Add atmospheric attenuation from ground to the edge of atmosphere to the solar flux (Ref.[2], Eq. 2). The attenuation depends on the solar elevation.

Select those within the specified elevation range (min_el, max_el), and with standard deviation below the limit (max_sd), and close enough to sun (max_r)

If at least 5 points exist, do a linear fit to the model (Ref.[1], Eq. 16), using standard deviations to calculate weights

Calculate fit curve based on fit results, remove data points far from the fit curve (max_fitdiff)

If at least 5 point exist, do a second fit

Calculate flux, biases and widths (Ref.[1], Eq. 17-21)

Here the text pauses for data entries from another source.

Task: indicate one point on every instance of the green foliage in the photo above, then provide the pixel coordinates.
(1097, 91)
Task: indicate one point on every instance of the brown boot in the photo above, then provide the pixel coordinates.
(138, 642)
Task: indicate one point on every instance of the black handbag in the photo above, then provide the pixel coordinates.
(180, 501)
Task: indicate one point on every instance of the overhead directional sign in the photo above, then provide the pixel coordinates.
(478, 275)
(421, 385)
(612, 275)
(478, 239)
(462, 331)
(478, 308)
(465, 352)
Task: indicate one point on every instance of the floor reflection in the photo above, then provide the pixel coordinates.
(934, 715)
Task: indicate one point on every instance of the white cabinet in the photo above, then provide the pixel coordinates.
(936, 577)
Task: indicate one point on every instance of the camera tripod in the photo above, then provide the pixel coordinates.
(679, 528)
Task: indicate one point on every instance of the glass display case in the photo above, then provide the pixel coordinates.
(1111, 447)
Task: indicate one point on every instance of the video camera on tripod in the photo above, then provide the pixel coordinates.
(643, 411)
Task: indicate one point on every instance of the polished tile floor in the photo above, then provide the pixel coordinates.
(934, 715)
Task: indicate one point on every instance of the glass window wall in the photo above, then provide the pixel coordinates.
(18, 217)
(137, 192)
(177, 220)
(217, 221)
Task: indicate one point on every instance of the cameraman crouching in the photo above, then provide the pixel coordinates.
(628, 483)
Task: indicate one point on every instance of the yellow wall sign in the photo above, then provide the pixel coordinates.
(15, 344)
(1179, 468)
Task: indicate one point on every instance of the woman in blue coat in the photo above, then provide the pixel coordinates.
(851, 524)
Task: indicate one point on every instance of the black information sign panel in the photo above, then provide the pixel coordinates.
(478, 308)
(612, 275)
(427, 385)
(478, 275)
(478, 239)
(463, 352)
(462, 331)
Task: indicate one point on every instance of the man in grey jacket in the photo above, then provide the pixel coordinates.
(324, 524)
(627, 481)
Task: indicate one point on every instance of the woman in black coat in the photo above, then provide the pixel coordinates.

Output results (flux, biases, widths, # of points, residual variance)

The ZDR analysis is possible along the same guidelines. Please note that the surface may have different sign of curvature in the two directions (saddle surface). It is advisable to use the center point determined in the TH analysis, and only fit for the power and the widths. The ZDR as a function of elevation and azimuth is often constant close the sun center. Hence a simple estimate is obtained by averaging all sun hits around the center points determined by the TH analysis up to a range (max_r_ZDR).

c) A note on pulse widths

If the data contains measurement done using several pulse widths, some caution is needed. It is advisable to first analyze the data sets separately (whether analysing TH or DBZ), and to combine all data into a single fit only after it is guaranteed that the levels agree. The levels should agree in a properly calibrated system. The solar analysis thus provides another way to check that the system calibration is done correctly.

6. Output

a) Data type using ODIM notation where possible, e.g. DBZH

Solar flux (absolute, or relative), elevation bias, azimuth bias, image width in elevation, image width in azimuth, ZDR offset of the receiver chain

b) Quality index (QI) field

Number of solar hits, residual variance (sum of squared data-model differences divided by data variances)

7. Outline of a test concept exemplifying the algorithm, as a suggestion for checking that an implementation has been successful.

Comparison against an existing implementation recommeded.

For well calibrated and maintained radar systems the biases are less than 0.2 deg and width close to the antenna beam width.